Corredor
Ela não se lembra de ter dormido ali. Não se lembra de sequer ter deitado. Simplesmente se encontrou em pé, sozinha, em um corredor branco, iluminado por lâmpadas claras demais, que chiavam. O piso é extremamente limpo e brilhante, sem uma única marca que indique alguma presença anterior ali. As paredes são lisas, sem rachaduras, quadros, janelas. Sem história. Só é possível ver várias portas idênticas alinhadas.
Ela toca a primeira porta, mas a maçaneta não se mexe.
A segunda, está trancada.
A terceira, também.
O corredor parece interminável. Ela começa a caminhar e seus passos ecoam. Um eco estranho, que responde com atraso, como se ainda estivesse aprendendo sua forma de andar.

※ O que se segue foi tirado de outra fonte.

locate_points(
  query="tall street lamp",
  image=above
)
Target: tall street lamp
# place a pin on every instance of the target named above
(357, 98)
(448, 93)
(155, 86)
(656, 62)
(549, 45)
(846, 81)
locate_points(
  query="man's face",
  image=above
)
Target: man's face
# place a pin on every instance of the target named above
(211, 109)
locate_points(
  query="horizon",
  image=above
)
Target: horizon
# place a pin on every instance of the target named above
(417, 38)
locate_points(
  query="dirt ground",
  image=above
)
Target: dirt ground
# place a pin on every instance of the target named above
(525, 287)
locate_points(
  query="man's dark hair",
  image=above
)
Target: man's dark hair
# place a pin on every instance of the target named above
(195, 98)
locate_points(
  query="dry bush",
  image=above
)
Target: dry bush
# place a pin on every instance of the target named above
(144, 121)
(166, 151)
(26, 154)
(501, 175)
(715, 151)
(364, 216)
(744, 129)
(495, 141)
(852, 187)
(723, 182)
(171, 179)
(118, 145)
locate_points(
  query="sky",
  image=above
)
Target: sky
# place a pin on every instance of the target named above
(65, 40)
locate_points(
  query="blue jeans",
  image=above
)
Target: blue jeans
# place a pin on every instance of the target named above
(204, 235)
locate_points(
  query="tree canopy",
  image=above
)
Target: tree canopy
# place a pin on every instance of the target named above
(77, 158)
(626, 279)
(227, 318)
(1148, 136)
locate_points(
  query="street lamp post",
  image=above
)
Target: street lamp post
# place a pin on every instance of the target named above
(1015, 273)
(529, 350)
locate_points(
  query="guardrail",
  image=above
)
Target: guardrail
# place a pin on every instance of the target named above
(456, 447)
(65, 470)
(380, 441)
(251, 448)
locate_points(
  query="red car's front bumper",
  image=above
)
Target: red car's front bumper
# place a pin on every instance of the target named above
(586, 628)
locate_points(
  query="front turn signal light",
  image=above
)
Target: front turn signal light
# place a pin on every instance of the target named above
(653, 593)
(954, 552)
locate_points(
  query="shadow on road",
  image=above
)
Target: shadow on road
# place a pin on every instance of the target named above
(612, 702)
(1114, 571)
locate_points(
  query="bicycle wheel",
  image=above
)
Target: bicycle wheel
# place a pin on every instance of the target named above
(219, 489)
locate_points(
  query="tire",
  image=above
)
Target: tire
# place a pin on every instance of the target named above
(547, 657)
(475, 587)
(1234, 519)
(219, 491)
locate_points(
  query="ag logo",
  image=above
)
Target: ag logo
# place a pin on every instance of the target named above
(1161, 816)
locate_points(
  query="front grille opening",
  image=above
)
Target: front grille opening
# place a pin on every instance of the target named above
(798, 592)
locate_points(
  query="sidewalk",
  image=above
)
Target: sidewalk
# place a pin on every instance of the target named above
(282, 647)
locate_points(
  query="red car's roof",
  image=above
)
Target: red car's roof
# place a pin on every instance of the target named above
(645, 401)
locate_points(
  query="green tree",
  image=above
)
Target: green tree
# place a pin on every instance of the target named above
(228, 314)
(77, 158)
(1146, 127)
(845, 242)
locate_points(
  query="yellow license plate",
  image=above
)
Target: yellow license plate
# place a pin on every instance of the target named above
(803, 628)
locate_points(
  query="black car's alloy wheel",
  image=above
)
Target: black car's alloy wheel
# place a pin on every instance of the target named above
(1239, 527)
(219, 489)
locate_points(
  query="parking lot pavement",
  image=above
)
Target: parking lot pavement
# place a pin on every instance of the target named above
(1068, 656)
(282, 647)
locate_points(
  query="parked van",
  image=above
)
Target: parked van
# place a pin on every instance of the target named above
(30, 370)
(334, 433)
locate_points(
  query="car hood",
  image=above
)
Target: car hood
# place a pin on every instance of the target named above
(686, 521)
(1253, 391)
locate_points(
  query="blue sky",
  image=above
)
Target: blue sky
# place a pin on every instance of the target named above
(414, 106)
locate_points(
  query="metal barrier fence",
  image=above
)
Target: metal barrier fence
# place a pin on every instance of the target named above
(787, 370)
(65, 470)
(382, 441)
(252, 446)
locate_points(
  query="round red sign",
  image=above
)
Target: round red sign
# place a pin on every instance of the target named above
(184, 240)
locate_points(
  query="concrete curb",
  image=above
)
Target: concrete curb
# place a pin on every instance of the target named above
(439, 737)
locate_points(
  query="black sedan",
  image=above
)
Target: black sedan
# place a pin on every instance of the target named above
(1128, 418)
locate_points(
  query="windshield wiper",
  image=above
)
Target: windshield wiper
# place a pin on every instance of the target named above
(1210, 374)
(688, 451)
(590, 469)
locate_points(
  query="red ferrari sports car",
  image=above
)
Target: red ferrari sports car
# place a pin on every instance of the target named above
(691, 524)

De repente, ela olha para baixo e vê um tapete branco, quase camuflado no chão. Ela não se lembra de ter passado ali, mas fica difícil confiar em sua própria memória em um lugar tão estranho, mas reconhecível ao mesmo tempo.
Ela olha uma das portas mais a frente e vê algo: 613. A porta com o número não abre, assim como as outras. Ela anda mais alguns passos até achar outra porta com um número. 612.
Ela ri.
Mas a risada acaba rápido, sem eco, em um lugar sem espaço para isso.
É então que ouve. Passos vindos de trás. Não o eco atrasado de seus passos. Algo que não vinha dela, uma presença a mais, não sentida até então.
Ela se vira, mas não adianta, o corredor continua vazio. Vazio demais, limpo demais. Ela continua andando, sentindo um aperto no peito e no ambiente. O corredor parece se estreitar, a sensação de agonia cresce.
Até que ela vê: uma porta aberta. E corre, como nunca havia corrido na vida, até que consegue entrar.
A sala tem várias cadeiras enfileiradas, cadeiras demais, parecia interminável. Um dispenser de álcool vazio preso na parede. Luz fria e clara demais. De frente para as cadeiras, ela vê uma televisão antiga. Nas imagens, é possível ver uma pessoa deitada no chão, imóvel, em um quarto vazio.
Ela chega mais perto. O rosto da pessoa dormindo é o dela. Não uma cópia, não alguém parecido, não uma sombra. É ela.
Antes que pudesse entender a situação, uma voz saiu da televisão.
“Você de novo”
A imagem, porém, não se mexe.
A voz também é dela, mas mais velha, como se tivesse passado muito tempo ali. Um tempo que ela não se lembra de ter vivido.
“A gente sempre acha que acabou. E sempre volta.”
As luzes começam a piscar. Quando param, ela está de volta no corredor. Do mesmo jeito que antes. Branco, infinito, como algo que sabe que o fim nunca chega.
Ela entendeu algo então: a saída não existe. O que existe é o retorno.
E ela já tinha voltado antes.
Muitas e muitas vezes.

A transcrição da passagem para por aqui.